Wednesday, June 10, 2015

Transition

It is that time of year again folks. The time of year where my head does weird coping mechanisms to try and prove to my heart that I just need to put my head down, do the work and then get on the plane. It is a very hard thing to explain the process that happens every six months. Right now, other than 2 teams, 95% of the work I do is related to my time in North America. For example sending emails to answer questions regarding how to plan a 5K, planning out presentations, making a promo video, booking presentations, flights, etc. All that stuff makes me dream of being in Michigan, so that is when my head starts telling my heart I need to distant myself from everyone here, because it makes the goodbye process easier. If I just put my head down and work in the office all day or at home, then I won't get closer to people and it won't suck as much to say goodbye. I mean really how much could they miss me, most people don't understand my role at BG and think I just go and come back every 6 months. But then my heart says, "You KNOW you really love these kids. You KNOW you really care for the staff" and I remember that any amount of distancing myself never makes the process easier it only makes people upset at me.

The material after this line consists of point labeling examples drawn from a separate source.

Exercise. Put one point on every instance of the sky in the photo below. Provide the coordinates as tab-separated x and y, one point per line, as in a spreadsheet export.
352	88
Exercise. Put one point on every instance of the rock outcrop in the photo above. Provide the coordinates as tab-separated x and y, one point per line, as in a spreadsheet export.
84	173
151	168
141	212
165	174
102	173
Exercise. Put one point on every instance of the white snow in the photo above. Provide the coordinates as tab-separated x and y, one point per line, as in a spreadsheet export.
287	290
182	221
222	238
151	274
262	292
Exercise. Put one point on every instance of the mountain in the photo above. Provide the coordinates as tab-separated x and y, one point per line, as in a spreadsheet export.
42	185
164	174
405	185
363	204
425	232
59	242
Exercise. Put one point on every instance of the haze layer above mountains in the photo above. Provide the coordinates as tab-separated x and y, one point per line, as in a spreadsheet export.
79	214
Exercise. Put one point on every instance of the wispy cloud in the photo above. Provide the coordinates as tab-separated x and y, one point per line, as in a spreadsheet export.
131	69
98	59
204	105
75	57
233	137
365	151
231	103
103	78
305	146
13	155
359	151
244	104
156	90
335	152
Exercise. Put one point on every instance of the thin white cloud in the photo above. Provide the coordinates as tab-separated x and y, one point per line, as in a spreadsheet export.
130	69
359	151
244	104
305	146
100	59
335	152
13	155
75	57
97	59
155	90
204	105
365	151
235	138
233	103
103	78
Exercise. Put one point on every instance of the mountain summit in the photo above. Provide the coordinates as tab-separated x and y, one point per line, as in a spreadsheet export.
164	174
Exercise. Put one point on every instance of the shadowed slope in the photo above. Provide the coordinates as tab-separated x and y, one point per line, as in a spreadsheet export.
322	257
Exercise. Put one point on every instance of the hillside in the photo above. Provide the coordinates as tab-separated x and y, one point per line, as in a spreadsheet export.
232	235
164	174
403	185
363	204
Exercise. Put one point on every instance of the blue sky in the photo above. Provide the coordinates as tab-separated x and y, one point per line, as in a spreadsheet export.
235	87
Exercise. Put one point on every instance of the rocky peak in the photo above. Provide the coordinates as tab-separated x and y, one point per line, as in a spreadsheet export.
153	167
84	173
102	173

The past two days I have been sick and it hasn't been fun. I think everything that we have been facing here finally caught up to me and my physical body said NO MORE!! It isn't fun laying in bed, when you hear the love and laughter of children out the window and you can't play with them or when you hear the other volunteers raving about how good the food is they are eating that just so happened to come from your favorite "restaurant." It is great to be a part of a team that helps each other out in situations like this. I am so grateful that Bryan, Anita and Tyler have been leading the Holland Christian team for me, but it also is tough missing out moments with the team and evening worship times. Through it all I have been reminded that once I leave BG, life still goes on. Teams still come, videos are still made, photos are taken and nothing skips a beat. It is not an easy time, so then I try and focus on Michigan and the good that happens when I see family and friends and I get to worship at my home church. But then my head fills with all the other things that happen while I am home. The amount of traveling that takes place and the new fund raising goals I have for myself that will take a lot of time and energy. Then my heart starts to race because I know that while I have been in Lesotho, life continued to go on in Michigan and when I get home it doesn't mean I will be invited to everything, because sometimes people forget I am home. So then I lay in bed and think of all the things I can do in Michigan to better serve BG and try not to connect to the people there so that in 5 months all this thinking won't occur again. It makes my heart race because it is then 2am and I can't turn my brain off.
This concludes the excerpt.